Troubleshooting Splunk Search Head Clusters

SP6
October 15, 2019

There is always a sense of dread when your search head cluster (SHC) goes down. It’s the interface to Splunk, and for the analysts, it’s their window to the data world. Without a working search head (SH), you end up with a security operations center (SOC) or business unit sitting around anxiously twiddling their thumbs hoping to get access to their dashboards and alerts.

Fear not, there are a few simple trouble shooting tricks we can try to help get the SHC back in prime shape.

Common Hurdle (1) – A search head is refusing to join the cluster due to Automatic Detention

If the SH is in detention the most likely culprit is something was changed on only that server and the rest of the cluster, like an uptight 8^th grade English teacher, put it in detention for being different. The most common causes of this are where someone has made changes in a default folder on the back end or tried to install an app locally on only that SH.

Remediation:

The first step would be to push a fresh bundle from the Deployer, if it was a rogue app installation or a change in an app/default folder this should clear up the issue.

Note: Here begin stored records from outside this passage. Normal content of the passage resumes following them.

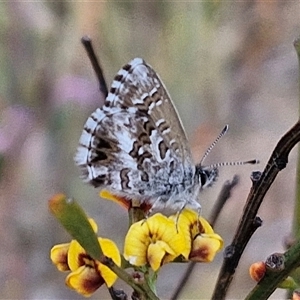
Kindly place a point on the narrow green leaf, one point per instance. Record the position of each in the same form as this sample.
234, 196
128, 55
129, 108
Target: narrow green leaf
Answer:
73, 218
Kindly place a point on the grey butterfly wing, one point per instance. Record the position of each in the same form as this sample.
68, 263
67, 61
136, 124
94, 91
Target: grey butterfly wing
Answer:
135, 144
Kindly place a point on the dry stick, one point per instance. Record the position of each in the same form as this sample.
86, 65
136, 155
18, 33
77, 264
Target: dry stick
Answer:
249, 222
224, 195
87, 43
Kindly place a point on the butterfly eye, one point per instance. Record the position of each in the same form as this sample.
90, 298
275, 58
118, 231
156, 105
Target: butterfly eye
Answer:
207, 176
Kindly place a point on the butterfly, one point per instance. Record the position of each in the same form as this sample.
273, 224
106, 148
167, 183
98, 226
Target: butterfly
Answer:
136, 148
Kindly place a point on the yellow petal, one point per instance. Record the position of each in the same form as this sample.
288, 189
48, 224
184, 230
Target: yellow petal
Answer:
58, 255
110, 250
76, 256
157, 233
205, 247
84, 280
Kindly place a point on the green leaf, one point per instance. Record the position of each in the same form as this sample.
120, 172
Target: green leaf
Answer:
73, 218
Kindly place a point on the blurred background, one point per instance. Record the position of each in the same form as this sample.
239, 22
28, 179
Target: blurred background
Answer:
223, 62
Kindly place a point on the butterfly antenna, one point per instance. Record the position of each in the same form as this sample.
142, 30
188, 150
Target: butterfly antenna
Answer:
225, 129
234, 163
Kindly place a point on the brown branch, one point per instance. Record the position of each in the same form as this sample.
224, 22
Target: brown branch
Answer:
87, 43
249, 221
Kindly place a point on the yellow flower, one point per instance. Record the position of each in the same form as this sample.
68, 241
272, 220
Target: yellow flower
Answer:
155, 241
87, 274
204, 242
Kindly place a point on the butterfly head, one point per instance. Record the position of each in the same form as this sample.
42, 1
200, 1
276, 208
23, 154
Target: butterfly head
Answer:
207, 175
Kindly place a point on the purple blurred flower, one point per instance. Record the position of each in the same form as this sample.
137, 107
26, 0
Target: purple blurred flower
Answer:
77, 89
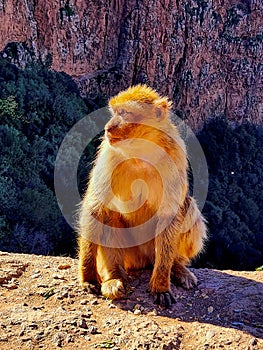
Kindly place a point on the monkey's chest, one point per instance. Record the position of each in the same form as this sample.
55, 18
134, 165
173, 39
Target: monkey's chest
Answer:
136, 188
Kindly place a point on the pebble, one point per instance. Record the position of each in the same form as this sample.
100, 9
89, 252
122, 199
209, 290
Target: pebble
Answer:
58, 339
253, 341
153, 313
210, 334
210, 309
137, 312
83, 324
58, 277
64, 267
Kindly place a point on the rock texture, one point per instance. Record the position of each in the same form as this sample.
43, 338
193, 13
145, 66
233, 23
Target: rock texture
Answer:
43, 307
205, 54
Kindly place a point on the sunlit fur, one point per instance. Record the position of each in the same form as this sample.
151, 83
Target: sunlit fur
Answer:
141, 126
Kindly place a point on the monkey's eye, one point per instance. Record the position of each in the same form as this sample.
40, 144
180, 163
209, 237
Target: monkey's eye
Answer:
122, 112
125, 114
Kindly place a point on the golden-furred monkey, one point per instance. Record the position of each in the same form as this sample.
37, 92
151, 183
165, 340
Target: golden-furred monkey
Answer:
137, 211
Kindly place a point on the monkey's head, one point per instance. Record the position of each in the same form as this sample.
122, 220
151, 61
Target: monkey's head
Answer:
135, 112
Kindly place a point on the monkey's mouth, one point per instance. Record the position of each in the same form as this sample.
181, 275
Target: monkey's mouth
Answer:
113, 138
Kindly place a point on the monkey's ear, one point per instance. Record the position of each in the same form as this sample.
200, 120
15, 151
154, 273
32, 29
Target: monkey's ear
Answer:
162, 107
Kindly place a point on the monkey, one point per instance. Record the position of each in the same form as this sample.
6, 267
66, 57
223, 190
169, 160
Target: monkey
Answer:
137, 211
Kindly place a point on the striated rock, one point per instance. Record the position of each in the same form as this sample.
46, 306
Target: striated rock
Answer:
206, 55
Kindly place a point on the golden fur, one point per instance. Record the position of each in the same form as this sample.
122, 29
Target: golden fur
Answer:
139, 178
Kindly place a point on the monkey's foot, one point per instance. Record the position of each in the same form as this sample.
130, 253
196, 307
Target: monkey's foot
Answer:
91, 288
184, 277
113, 289
165, 299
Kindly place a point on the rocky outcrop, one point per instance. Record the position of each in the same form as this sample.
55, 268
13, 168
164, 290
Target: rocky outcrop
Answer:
44, 307
206, 55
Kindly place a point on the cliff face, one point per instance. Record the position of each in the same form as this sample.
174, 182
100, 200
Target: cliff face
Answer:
206, 55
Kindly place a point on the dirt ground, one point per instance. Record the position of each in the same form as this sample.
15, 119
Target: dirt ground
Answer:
42, 306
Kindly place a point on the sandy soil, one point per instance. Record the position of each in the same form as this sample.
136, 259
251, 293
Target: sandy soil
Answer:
42, 306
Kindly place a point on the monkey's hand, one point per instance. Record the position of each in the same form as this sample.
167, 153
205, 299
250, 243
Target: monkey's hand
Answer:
113, 289
184, 277
165, 299
91, 288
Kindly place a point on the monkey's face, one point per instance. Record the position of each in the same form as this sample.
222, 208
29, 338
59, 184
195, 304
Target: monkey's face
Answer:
131, 122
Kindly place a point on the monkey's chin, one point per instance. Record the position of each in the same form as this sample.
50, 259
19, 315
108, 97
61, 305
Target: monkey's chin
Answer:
114, 140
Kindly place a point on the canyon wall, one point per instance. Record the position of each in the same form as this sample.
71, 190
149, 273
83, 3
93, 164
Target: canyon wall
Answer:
206, 55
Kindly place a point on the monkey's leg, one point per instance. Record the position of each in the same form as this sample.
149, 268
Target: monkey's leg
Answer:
189, 244
110, 263
164, 258
87, 265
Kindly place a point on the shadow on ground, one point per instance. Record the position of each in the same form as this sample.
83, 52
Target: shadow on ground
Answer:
220, 298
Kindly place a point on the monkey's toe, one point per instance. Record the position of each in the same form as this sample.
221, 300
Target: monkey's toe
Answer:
165, 299
113, 289
185, 278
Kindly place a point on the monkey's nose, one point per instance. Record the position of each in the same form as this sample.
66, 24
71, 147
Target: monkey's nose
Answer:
112, 128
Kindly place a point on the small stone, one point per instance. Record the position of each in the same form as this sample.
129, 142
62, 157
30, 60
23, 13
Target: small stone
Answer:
210, 334
253, 341
210, 309
64, 267
83, 324
58, 339
92, 330
137, 307
58, 277
12, 286
69, 339
153, 312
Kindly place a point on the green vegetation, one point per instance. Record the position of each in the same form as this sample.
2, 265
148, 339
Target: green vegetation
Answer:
234, 204
38, 107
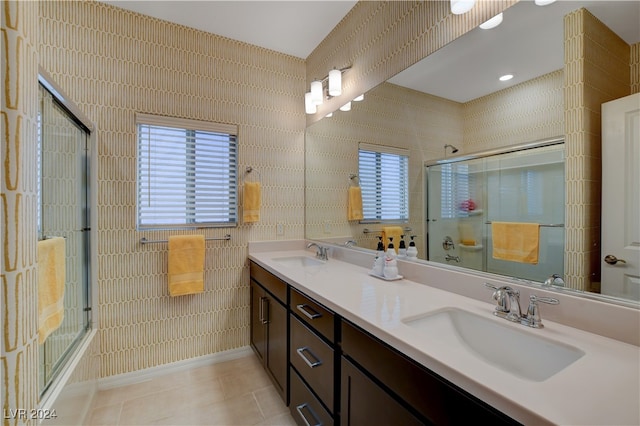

If the issue persists, some more surgical validation may be necessary, first check server.conf in app/default, or system/local to verify your hostname is the correct hostname. It has been documented that SHCs managed by tools like Git can possibly share their system/local settings, and another SH may have overwritten the server.conf on your rogue SH, with its own server.conf. This could create a situation in which two SHs in the same cluster end up with the same hostname.

If the server.conf files are all good, then your next step would be a side-by-side comparison or diff of a btool output. Run a btool looking at server.conf [splunk btool server –debug list] and output to a file on both a working SH and the detained one, then (if in Linux) run a diff of the two outputs. This will allow you to see the settings of the configs that work, and the other that doesn’t work, modify the rogue one accordingly.

Common Hurdle (2) – The SHC is over-tasked with too many scheduled searches, resulting in a high skip ratio

It is not uncommon when your team falls in love with Splunk to set up a ton of scheduled searches and accelerate everything.

Splunk can only handle so much at any given time, this is where your CPU cores come into play. A scheduled search, for the most part, takes up one core for the duration of the time its search runs. If you have more searches kicking off at the same time than you have cores in your cluster, it’s logically impossible to run them all simultaneously. Keep in mind the captain also has to delegate these searches, which reduces its capacity to run searches with its own cores.

Remediation Options:

Make you SHC captain Ad-hoc Only

In a clustered environment your cluster captain is making sure all the searches get run when they are supposed to, by delegating to the rest of the cluster the searches jobs to run. To make this process much smoother, especially in clusters with 5 or more members, we want to avoid the captain using up cycles on running searches itself. Ideally, it should use its resources to delegate everything to the other members. We can do this by configuring it as ad-hoc only, this is done by adding a line in your shclustering stanza in server.conf [captain_is_adhoc_searchead = true]. This setting will allow you to still run searches on your captain manually (whichever SH that may be if you are using RAFT), but not bog it down with running scheduled searches.

Stagger your search times

This is relatively common practice, so we will go a little deeper than the usual “don’t run all of your searches at exactly midnight”. As you may know, if you are using Enterprise Security, by default, accelerated data models and accelerated searches run every 5 minutes starting at the top of the hour. If you are accelerating a lot of data models it would be wise to cede those searches to 5-minute intervals.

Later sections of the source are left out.